Asia-Pacific is rapidly reshaping the global conversation on AI in health care. As AI-driven diagnostics, drug discovery, and patient monitoring scale in this vast and diverse region, regulators are tightening data protection rules to balance innovation with trust. For life sciences businesses, understanding these developments is critical to balancing innovation with compliance and maintaining trust in a rapidly changing market.

Australia is advancing reforms to its Privacy Act, to align with global standards. The government is also piloting frameworks for cross-border health data sharing, with a focus on existing frameworks like the Therapeutic Goods Act regulating software as medical devices, and guidance emphasizing human practitioner oversight for AI use.

China regulates health care AI through a layered system of laws, including the Personal Information Protection Law, Cyber Security Law, Data Security Law, and AI-specific rules on generative AI, deep synthesis, and medical devices. These laws mandate data localization, algorithmic accountability, and the registration of high-risk systems in specified contexts.

India had its Digital Personal Data Protection Act take effect in 2025, with a phased roll-out. Compliance hinges on clear consent requirements, individual rights, and data fiduciary obligations. Aside from its Medical Device Rules on software as a medical device, there is a proposed AI (Ethics and Accountability) Bill pushing for AI innovation, as well as ethical guidelines by the Indian Council of Medical Research establishing safe and accountable practices in AI diagnostics and treatment.

Japan's AI Promotion Act (2025) promotes national AI development, and operates in tandem with its Act on the Protection of Personal Information, which saw significant updates in 2022, as well as digital health guidelines issued by its Ministry of Health, Labor and Welfare.

Singapore enacted in January 2026 a Health Information Bill for health care providers to upload patient records on to a national database. It continues to refine its Personal Data Protection Act, with sector-specific guidance for health care.
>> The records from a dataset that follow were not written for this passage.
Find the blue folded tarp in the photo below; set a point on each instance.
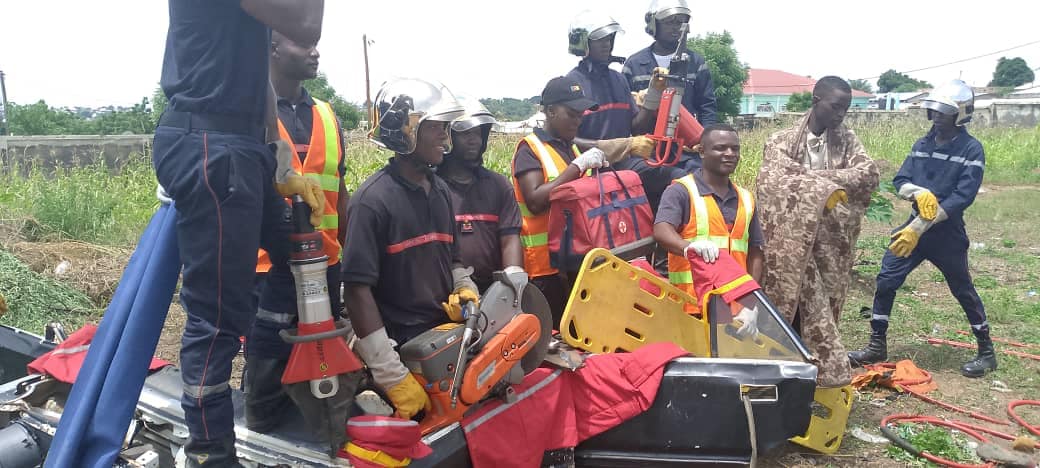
(103, 398)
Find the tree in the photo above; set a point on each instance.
(800, 102)
(511, 109)
(861, 84)
(727, 71)
(1012, 73)
(41, 119)
(159, 102)
(899, 82)
(347, 112)
(137, 120)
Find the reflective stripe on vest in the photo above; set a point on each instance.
(321, 164)
(535, 228)
(707, 224)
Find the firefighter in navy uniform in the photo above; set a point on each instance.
(212, 158)
(400, 267)
(310, 127)
(940, 177)
(618, 117)
(544, 160)
(487, 214)
(664, 21)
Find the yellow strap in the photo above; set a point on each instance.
(700, 208)
(534, 240)
(332, 144)
(544, 156)
(377, 456)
For AI, the focus is on compliance with existing regulations as well as AI governance in lieu of comprehensive, standalone legislation.

South Korea passed its AI Basic Act, effective January 2026. It imposes risk management obligations on high-impact systems, including health care. The Personal Information Protection Act and Network Act continue to apply concurrently, further imposing strict incident reporting requirements.

Vietnam has a new AI Law that takes effect in stages, starting in 2026. It establishes a risk-based framework, categorizing health care AI as "high-risk," requiring strict premarket assessment and registration. The law aims to manage sensitive applications like medical diagnostics, ensuring human-centric, fair, and secure AI.

The Asia-Pacific region is entering a pivotal phase in digital health governance. For life sciences companies, APAC's regulatory diversity means multi-jurisdictional compliance strategies are essential. Organizations looking to navigate this complex landscape should consider engaging with experienced advisors to ensure compliance and unlock the full potential of AI in health care.